Канарейчик вздохнул, я тоже вздохнул, и мы хлопнули. Я подивился, с чего он так разболтался. Наверное, в самой зачерствевшей душе какая-нибудь дрянь да скребется.
– Тот мопед был чудесным, – продолжал Жора. – Самый что ни на есть доморощенный. То есть собранный из всякого хлама и слепленный из дерьма. Даже я на нем ездил. Хотя всем своим видом выражал глубочайшее презрение к этой забаве, поскольку читал Кнута Гамсуна. Ты читал Кнута Гамсуна?
– Читал. В детстве.
– Я тоже. Увлечение норвежским романтиком, впрочем, не распространялось так далеко, чтобы заехать в соседнюю деревню, где водились девушки. Да, честно говоря, до соседней деревни мопед и не доезжал. К тому же мопед вряд ли придал бы мне нечто романтическое. Подробностей не помню. Помню, что ноги нужно было держать на какой-то деревянной перекладине, а все остальные части тела тряслись, как у припадочного. Естественно, мопед все время ломался. Мы его все время чинили. Нам казалось, что нужно заменить поршень или цепь, и он поедет, и будет ехать хотя бы полчаса. Ничего подобного не случилось. По-моему, безысходность мы осознали через месяц. Хотя лет нам было очень немного. Мы еще в школе учились.
Жора замолчал.
– И чего? – спросил я.
– То же и со страной. Не будет здесь нормально. Никогда. По той же причине, по которой не ехал наш мопед. Это невозможно. Противоречит всем законам мироздания. Впрочем, тебе переживать нечего. Ты же у нас вроде сатирика, тебе – чем хуже, тем лучше.

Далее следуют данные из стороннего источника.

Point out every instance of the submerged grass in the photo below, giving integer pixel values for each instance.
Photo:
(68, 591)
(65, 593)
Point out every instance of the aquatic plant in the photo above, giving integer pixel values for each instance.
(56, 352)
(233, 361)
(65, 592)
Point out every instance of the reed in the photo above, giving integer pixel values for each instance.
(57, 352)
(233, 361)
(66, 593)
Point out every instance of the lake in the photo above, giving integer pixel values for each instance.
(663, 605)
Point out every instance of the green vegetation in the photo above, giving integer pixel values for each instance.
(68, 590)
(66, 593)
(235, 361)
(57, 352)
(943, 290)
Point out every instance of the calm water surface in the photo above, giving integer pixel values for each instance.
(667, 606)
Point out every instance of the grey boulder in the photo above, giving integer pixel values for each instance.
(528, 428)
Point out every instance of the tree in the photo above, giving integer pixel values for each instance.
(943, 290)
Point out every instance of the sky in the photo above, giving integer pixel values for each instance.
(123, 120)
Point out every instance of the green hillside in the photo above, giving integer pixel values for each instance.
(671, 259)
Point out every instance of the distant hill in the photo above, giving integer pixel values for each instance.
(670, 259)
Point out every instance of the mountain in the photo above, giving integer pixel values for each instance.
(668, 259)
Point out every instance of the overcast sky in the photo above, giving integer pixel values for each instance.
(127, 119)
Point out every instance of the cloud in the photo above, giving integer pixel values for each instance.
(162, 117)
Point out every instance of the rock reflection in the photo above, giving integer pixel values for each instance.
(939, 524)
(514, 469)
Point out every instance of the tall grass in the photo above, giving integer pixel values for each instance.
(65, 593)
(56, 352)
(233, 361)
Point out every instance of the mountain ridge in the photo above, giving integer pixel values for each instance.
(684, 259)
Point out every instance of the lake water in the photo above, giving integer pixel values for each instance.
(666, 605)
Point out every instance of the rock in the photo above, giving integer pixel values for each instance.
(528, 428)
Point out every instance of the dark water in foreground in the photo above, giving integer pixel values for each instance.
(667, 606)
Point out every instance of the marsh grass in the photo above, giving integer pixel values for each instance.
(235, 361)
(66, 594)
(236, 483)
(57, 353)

– Я где-то прочитал, что сатира – занятие одинокое, ибо никто не может достоверно описать дурака не заглянув в собственную душу. Мы живем в эпоху, когда мачо не плачут. Когда мерилом всего является успех. Никому неохота заглядывать в чью-то душу, а тем более искать там дурака.
– Ты пессимист, – сказал Жора.
– Больше всего на свете презираю оптимистов. Мы готовы верить в других по той простой причине, что боимся за себя. Мы приписываем ближним те добродетели, из которых можем извлечь выгоду для себя, и воображаем, что делаем это из великодушия. Ты хвалишь своих говностроителей, потому что тебе хочется верить, будто они будут содержать тебя вечно.
– С чего вдруг тебя страна заинтересовала?
– Не беспокойся. Интерес – чисто спортивный. Есть я, есть девочка Настя, остальное меня не волнует. Я, как Веничка Ерофеев, ищу уголок, где нет места подвигу.
– Мещанин, – донеслось из-под стола. – Он бессмертен, он живуч, как лопух. Мещанство – проклятие мира, оно бесконечно размножается и хотело бы задушить всех своими побегами, – Троеглазов, извиваясь ужом, с апломбом сокола шпарил цитатами из Горького. – Мещанство есть жадная трясина, которая засасывает в липкую свою глубину любовь, поэзию, мысль, науку. Этот болезненный нарыв на могучем теле человечества совершенно разрушил личность, привив ей яд нигилистического индивидуализма.
– Заткнись, – не выдержал Жора.
– Пусть говорит. По-моему, забавно.
– Всегда был, есть и буду человекопоклонником, – пробормотал Троеглазов и вырубился окончательно.
– Горько на него смотреть, – сказал Жора.
– Максимально горько.
Святой Грааль опустел. Жора предложил сбегать до магазина. Я отказался.
XIII
Общие сто пятьдесят тысяч Настя потратила в один день. Скромное колечко взамен утраченного, пара кофточек, которыми я вынужден был любоваться весь вечер, и противоударный айфон. Айфон был испытан на прочность через час после покупки. Настя выбросила его с четвертого этажа – аппарат разлетелся вдребезги. Мы снова сидели на мели.
Я побрел в редакцию. На редакторском месте сидел Пожрацкий, а на коленях у Пожрацкого – Танюха-поэтесса.
– Привет, Бобби, – закричал Гаврила, – как раз о тебе говорили.
Время от времени Пожрацкий называл меня Бобби. Я не обижался. Одна знакомая проститутка называла меня Герберт Герберт, уверяя, что это имя главного героя «Лолиты». Я и с этим не спорил.